Racial privilege is different from other forms of privilege because we live in North America, where people hold the belief that racism isn’t as prevalent in modern society as it was ten years ago. Some people believe that racism doesn’t exist, that it isn’t an important issue to discuss anymore because we have made strides as a society. Racial privilege is an issue more so than any of privilege because it is based on some asinine idea that races have biological differences that make them undeserving of the same rights and opportunities. I have never felt in any moment that I was privileged because of my race; however, in saying that I don’t mean that I wasn’t experiencing white privilege. What I am saying is that I didn’t feel that, in the moment, I wasn’t achieving something based solely on my merits. The unfortunate truth is that there have been times where I have experienced white privilege and not known it. There are also times where I have benefitted from gender privilege, such as when I get out of a speeding ticket because I am a woman, or when I make more money off a table I have served than a man would have simply because I am a woman. I have also benefitted from my father being a banker, which allowed me to obtain a bank loan for school. I have had opportunities in sports and arts which I wouldn’t have had if my parents were lower class. The simple truth is that I have most definitely benefitted from being white and upper-middle class.
2. What role does class play in racial privilege, and how much? Some argue that class is the most important social category, do you agree or disagree?
Class plays a role in racial privilege because there is a hierarchy within the hierarchy. Upper class white men are more privileged than lower class white men, upper class black men are more privileged than lower class black men. Upper classes, even in the same race, have better opportunities and advantages than lower classes do because of their status in society and their ability to pay for the better opportunity. They are awarded with better contacts, live within better neighborhoods, drive better cars, and have better jobs. I do not agree with the idea that class is the most important social category because it is ever-changing. Class is not static, you can work your way out of lower class or you can fall from a higher class into a lower one. It is impossible to change your race, which is the most important social category.
3. Do you think things have changed from the time that McIntosh wrote the article assigned? Is so, how? If not, why not?
I do think times have changed from the time that McIntosh wrote the article, however I would argue that most of the change has been made in Canada. We are more open to affirmative action polices in universities for historically disadvantaged minorities, we have laws in place that attempt to combat hate crimes, and we allow all people with different sexual orientations to get married. This isn’t to say that we are anywhere near where we should be as a country, because we are not.

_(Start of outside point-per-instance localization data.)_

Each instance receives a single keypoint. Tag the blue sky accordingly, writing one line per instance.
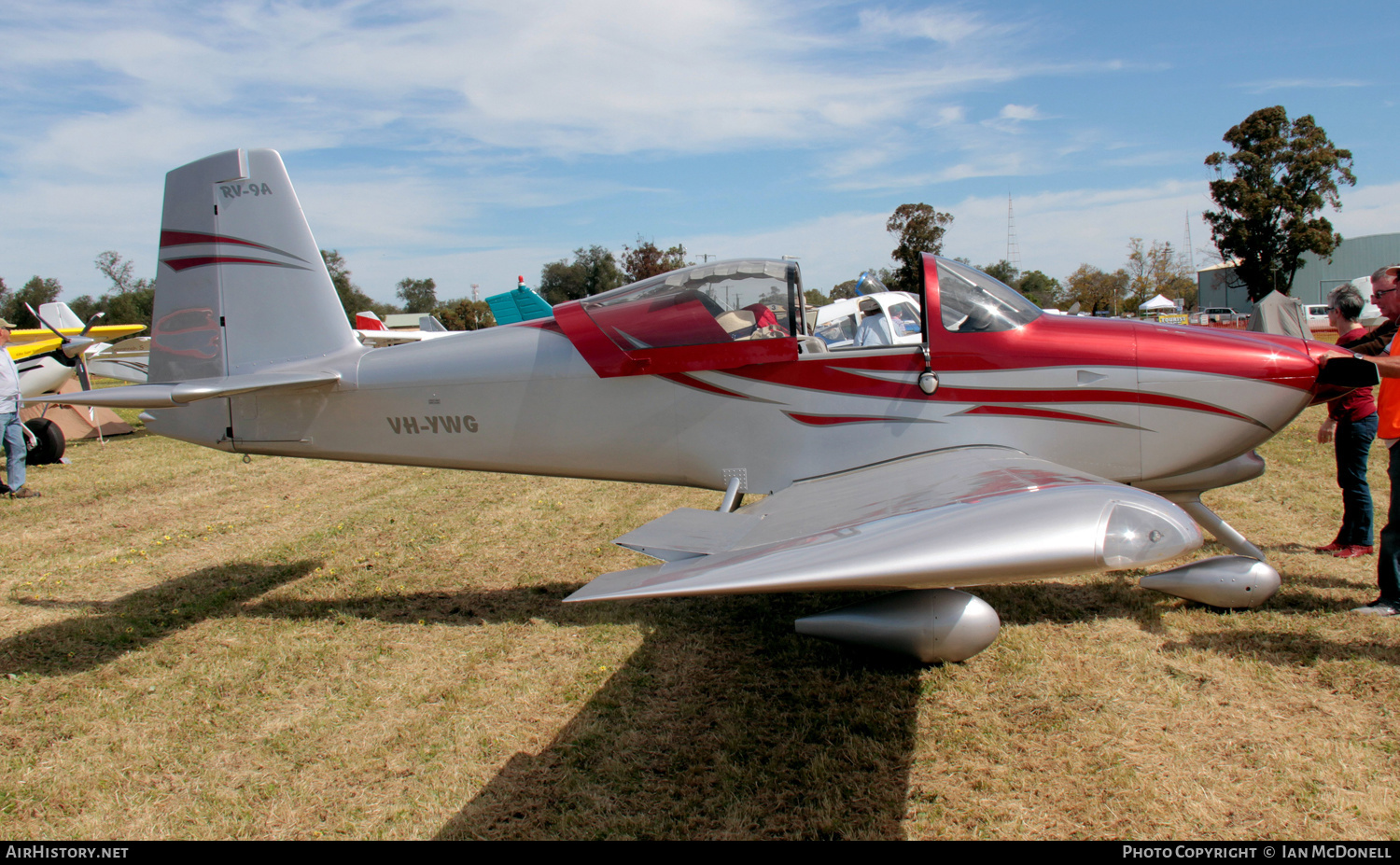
(475, 142)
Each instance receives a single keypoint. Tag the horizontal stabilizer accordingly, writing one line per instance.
(181, 394)
(688, 532)
(518, 305)
(951, 518)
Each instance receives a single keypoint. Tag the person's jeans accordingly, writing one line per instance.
(1388, 563)
(1352, 447)
(16, 450)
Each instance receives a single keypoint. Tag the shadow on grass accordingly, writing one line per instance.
(724, 724)
(139, 619)
(1287, 649)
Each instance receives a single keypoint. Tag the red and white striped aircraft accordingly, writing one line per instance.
(1007, 445)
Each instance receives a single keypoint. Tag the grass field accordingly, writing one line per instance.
(198, 647)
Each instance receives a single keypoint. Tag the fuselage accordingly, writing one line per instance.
(1126, 400)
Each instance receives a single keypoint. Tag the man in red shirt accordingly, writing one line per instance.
(1379, 347)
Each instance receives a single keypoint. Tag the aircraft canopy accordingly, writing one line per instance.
(707, 304)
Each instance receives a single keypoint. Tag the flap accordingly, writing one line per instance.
(948, 518)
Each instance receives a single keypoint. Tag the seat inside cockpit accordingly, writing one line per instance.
(707, 304)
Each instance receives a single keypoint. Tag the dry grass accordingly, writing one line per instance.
(204, 649)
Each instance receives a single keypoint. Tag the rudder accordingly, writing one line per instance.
(241, 286)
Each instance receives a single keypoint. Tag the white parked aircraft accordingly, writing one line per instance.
(1004, 445)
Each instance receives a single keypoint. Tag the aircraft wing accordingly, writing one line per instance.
(97, 333)
(33, 346)
(378, 339)
(945, 518)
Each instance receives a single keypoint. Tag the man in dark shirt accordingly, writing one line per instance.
(1351, 426)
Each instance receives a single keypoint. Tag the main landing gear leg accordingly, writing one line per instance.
(1211, 523)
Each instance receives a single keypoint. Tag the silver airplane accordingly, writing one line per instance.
(1007, 445)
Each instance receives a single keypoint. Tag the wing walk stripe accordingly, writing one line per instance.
(834, 381)
(190, 238)
(203, 260)
(833, 420)
(1044, 413)
(685, 378)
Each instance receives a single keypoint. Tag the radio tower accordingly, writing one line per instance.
(1013, 246)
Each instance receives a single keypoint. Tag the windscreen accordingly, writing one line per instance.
(717, 302)
(974, 302)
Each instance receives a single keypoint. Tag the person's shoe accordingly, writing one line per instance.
(1378, 607)
(1354, 551)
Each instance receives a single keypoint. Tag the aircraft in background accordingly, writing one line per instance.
(523, 304)
(1004, 445)
(372, 332)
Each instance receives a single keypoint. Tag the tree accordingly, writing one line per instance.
(1041, 290)
(1268, 190)
(1095, 290)
(129, 301)
(417, 296)
(467, 314)
(920, 229)
(352, 299)
(1154, 271)
(842, 290)
(35, 293)
(647, 260)
(1002, 271)
(119, 272)
(593, 271)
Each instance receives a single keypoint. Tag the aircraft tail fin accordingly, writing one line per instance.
(241, 285)
(59, 315)
(369, 321)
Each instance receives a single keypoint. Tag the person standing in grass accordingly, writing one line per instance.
(1351, 426)
(1379, 347)
(13, 431)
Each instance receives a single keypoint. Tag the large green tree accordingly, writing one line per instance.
(920, 229)
(352, 299)
(593, 271)
(646, 259)
(417, 296)
(465, 314)
(1041, 290)
(1268, 190)
(1095, 290)
(14, 305)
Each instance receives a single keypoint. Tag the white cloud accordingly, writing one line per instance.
(1019, 112)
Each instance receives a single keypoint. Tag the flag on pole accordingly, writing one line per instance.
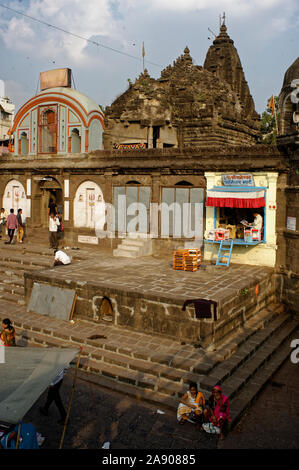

We are far away from having equality for everyone regardless of race, class or gender; however, we are making changes to get to that point. The US, in my opinion, has not made as many strides as Canada. There are still many states that do not allow gay marriage, that support the death penalty (which is unfavourable to black men), and that do not support or even recognize that affirmative action is a necessary component in order to combat institutional racism.
4. Discuss your experiences at Robben Island. Explain the role of racial privilege in South African history and currently.
White privilege is extremely prevalent in South African history and currently. in 1950, the Population Registration Act established criteria to classify everyone as either “White, Coloured, or Black” (Posel, 2001). Racial privilege was forced by law through this act as well as others all the way through until the 1990′s. Currently, social advantages are still rampant for White people through social status and guaranteed advantages. Matthews, 2011, states that there is currently a difference of five times in average per-capita income between White people and Black people.
Jensen, Robert (1998) “White privilege shapes the U.S. http://uts.cc.utexas.edu/~rjensen/freelance/whiteprivilege.htm Retrieved11/09/12
McIntosh, Peggy (1988) http://www.amptoons.com/blog/files/mcintosh.html
Deborah Posel, “Race as Common Sense: Racial Classification in Twentieth- Century South Africa”, African Studies Review 44 (2), September 2001
Sally Matthews, “Inherited or earned advantage?“, Mail & Guardian, 12 September 2011.